I love this approach.    We wish we could exactly predict the results of payment changes- but unintended consequences abound.   Let’s scientifically test to see what reallyworks – and then expand to the rest of the market! MedPACsupports changing the 6% rule too.

Predictably, there are a lot of interest groups that hate this 

Pharmaceutical companies worry that this would encourage the use of lower priced medications – which could impact margins.   There was a sell-off of stocks in the pharmaceutical industry when this new approach was announced.

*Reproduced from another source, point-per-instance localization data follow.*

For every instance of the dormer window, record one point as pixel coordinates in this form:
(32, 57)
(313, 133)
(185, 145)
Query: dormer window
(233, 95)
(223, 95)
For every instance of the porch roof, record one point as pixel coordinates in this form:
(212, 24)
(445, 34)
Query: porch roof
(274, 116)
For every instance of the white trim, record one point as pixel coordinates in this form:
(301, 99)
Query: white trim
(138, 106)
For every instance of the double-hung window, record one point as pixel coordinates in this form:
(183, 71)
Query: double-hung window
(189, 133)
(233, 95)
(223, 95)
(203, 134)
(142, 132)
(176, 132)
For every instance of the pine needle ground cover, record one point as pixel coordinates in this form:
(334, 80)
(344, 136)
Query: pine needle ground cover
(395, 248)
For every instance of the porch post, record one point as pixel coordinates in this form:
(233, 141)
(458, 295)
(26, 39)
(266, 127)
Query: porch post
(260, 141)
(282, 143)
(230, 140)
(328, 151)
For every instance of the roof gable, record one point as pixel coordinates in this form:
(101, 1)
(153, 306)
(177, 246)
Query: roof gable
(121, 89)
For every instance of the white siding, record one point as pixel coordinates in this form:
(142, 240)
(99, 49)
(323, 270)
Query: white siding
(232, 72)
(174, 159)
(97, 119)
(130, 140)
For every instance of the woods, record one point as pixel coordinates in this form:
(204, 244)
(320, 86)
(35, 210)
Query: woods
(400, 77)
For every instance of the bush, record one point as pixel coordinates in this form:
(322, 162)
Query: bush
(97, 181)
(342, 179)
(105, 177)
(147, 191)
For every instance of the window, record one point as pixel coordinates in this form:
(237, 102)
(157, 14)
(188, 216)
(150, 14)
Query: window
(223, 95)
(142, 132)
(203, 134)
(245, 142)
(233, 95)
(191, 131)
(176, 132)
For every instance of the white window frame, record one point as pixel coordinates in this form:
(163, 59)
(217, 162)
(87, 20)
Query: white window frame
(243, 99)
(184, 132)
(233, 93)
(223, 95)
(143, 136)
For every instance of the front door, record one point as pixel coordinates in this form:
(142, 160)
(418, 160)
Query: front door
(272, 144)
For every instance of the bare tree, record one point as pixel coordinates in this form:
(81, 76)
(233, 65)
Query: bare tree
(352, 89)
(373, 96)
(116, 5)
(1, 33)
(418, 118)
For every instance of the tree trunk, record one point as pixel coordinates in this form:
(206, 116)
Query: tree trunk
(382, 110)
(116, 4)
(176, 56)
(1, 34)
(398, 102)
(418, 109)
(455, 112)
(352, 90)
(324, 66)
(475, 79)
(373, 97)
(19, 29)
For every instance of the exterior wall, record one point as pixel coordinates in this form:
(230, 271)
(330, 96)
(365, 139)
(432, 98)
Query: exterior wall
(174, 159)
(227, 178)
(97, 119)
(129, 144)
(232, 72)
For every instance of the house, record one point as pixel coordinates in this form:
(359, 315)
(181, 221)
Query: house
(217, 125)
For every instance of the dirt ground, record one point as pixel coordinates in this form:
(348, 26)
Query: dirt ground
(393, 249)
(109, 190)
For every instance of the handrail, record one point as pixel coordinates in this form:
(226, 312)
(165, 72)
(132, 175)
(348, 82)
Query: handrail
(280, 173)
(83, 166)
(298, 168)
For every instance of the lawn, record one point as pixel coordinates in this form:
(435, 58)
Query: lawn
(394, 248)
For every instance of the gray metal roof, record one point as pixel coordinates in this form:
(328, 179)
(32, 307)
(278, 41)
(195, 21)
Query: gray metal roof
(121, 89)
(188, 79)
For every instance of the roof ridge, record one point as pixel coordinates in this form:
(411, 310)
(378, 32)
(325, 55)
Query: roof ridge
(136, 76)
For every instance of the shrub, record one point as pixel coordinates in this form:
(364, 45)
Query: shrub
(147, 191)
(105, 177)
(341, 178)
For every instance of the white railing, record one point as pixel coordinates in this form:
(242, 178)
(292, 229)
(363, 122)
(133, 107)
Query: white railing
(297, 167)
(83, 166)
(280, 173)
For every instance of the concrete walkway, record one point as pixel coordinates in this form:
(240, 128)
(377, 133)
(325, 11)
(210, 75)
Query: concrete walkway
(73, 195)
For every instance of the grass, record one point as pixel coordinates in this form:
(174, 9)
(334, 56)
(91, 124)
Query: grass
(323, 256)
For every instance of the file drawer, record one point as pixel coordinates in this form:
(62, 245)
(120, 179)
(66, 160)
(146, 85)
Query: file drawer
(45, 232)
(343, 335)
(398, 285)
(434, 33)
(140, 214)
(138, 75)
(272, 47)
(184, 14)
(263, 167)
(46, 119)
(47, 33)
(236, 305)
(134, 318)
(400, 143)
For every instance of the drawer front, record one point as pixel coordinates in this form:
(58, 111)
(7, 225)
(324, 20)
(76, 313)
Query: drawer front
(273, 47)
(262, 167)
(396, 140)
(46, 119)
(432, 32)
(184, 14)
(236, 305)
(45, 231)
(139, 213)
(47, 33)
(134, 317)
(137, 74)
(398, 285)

The Biotechnology Innovation Organization, billed as the largest trade association for biotech, said it was “gravely concerned.” Source

  •  Physicians who administer drugs – especially oncologists, rheumatologists and ophthalmologists.    It’s hard to be neutral when CMS starts threatening your margin.


The government is “proposing a mandatory experiment on seniors’ cancer care,” Ted Okon, the executive director of the Community Oncology Alliance, a trade group for small oncology practices, said in an email.    Source

Dr. Allen S. Lichter, the chief executive of the American Society of Clinical Oncology, which represents cancer doctors, said the administration had identified a real problem, “the skyrocketing prices of drugs.” But he added, “Doctors did not create this problem, and it will not be solved by putting pressure on physicians.”  Source

  • Advocacy groups.    For example, the Friends of Cancer Research said:

“I deal every day with people fighting for their lives, and I am more sympathetic to them, their desire to live and to get the right treatment,” said Ellen V. Sigal, the founder and chairwoman of Friends of Cancer Research, a public education and advocacy group… Source
  

By the way, I’m sure the Friends of Cancer Research does a substantial amount of very good work.  But take a peek at their most recent (2014) annual report, and who funds the organization.  Ten of the top 14 donors are pharmaceutical companies, and one is PhARMA, the main industry lobbying group.  (See below)


CMS has often been the source of good innovation in provider payment.  DRGs dramatically changed hospital care, and RBRVS (resource based value system – which pegs standardized prices to the resources needed to provide a service), though flawed, helped move us away from usual and customary charges.  A big problem with CMS is that changing payment often literally requires an act of Congress–but the ACA gives CMS new powers to try pilots.   It’s refreshing to see pilots being rolled out along with vigorous measurement so we can see what approaches really help increase value in pharmaceutical purchasing.